Il capo della Protezione Civile Fabrizio Curcio

I tre scenari possibili e il discrimine di meteo e della distanza dai confini nazionali: è stato aggiornato il piano di emergenza nucleare dell’Italia

Lo scorso primo marzo e su input del governo è stato aggiornato il piano di emergenza nucleare dell’Italia: su cosa fare in caso di incidente, come farlo e con quali protocolli a decidere sarà la Protezione Civile che metterà in azione l’Ispettorato nazionale per la sicurezza nucleare. Questo significa che saranno due gli uomini chiave: il capo della Protezione Civile Fabrizio Curcio e il direttore dell’ispettorato Maurizio Pernice. Il piano per la gestione delle emergenze radiologiche e nucleari italiano segue giorni in cui anche in Italia ed a seguito della guerra Russia-Ucraina si era registrata una (ingiustificata) corsa all’acquisto di pastiglie di iodio e alle richieste di bunker anti-atomici. Ma quando scatterebbe il piano? In caso di incidente nucleare entro i 200 chilometri del territorio italiano.

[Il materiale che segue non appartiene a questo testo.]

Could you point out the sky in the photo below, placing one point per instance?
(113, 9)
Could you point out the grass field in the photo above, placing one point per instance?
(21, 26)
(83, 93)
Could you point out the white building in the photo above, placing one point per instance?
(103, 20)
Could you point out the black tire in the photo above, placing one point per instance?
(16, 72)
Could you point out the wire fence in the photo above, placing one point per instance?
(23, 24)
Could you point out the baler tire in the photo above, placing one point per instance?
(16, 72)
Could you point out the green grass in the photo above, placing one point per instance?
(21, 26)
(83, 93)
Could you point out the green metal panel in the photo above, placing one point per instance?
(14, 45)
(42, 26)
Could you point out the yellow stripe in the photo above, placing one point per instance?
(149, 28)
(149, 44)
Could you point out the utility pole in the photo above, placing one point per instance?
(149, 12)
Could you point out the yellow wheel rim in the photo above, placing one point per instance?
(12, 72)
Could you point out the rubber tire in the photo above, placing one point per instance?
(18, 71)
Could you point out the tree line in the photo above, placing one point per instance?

Piano di emergenza nucleare dell’Italia: tre scenari

Si tratta di uno dei tre scenari previsti con la scriminante della distanza dai confini del territorio italiano: entro i 200 km, tra i 200 ed entro i 1.000 km dai confini, in territorio extraeuropeo. I tre step sono stati illustrati su Repubblica. Nel primo caso, cioè entro i 200 km scatterebbe l’invito alla popolazione a chiudersi a casa, per non più di due giorni, il blocco del traffico e la iodioprofilassi per ragazzi, giovani adulti e donne incinte. Tra i 200 e i 1000 km, con fattori di variabilità legati al meteo, sono previsti interventi indiretti sul territorio, controlli su tutte le filiere agroalimentari e sulle importazioni dall’estero. Oltre i 1000 km ci sarebbero semplici controlli sui prodotti in arrivo dall’estero e sui cittadini italiani eventualmente esposti alle radiazioni. In Europa ci sono 107 reattori nucleari attivi distribuiti su 13 nazioni fra cui non figura l’Italia.

I “vicini nucleari”: Francia, Svizzera e Slovenia

Ed entro i 200 chilometri ci sono solo alcuni impianti in Slovenia, Svizzera e Francia. Ha spiegato il direttore Pernice che opererebbe con Curcio: “Nessuna psicosi ingiustificata, nessuna corsa in farmacia, non c’è davvero motivo di fare incetta di compresse di iodio né pensare a rifugi blindati. Viste le distanze con l’Ucraina, per noi il parametro di riferimento resta Chernobyl. Nel senso che un eventuale incidente potrebbe avere in Italia le stesse ricadute dell’86, quindi non dirette sulle persone ma sul territorio”.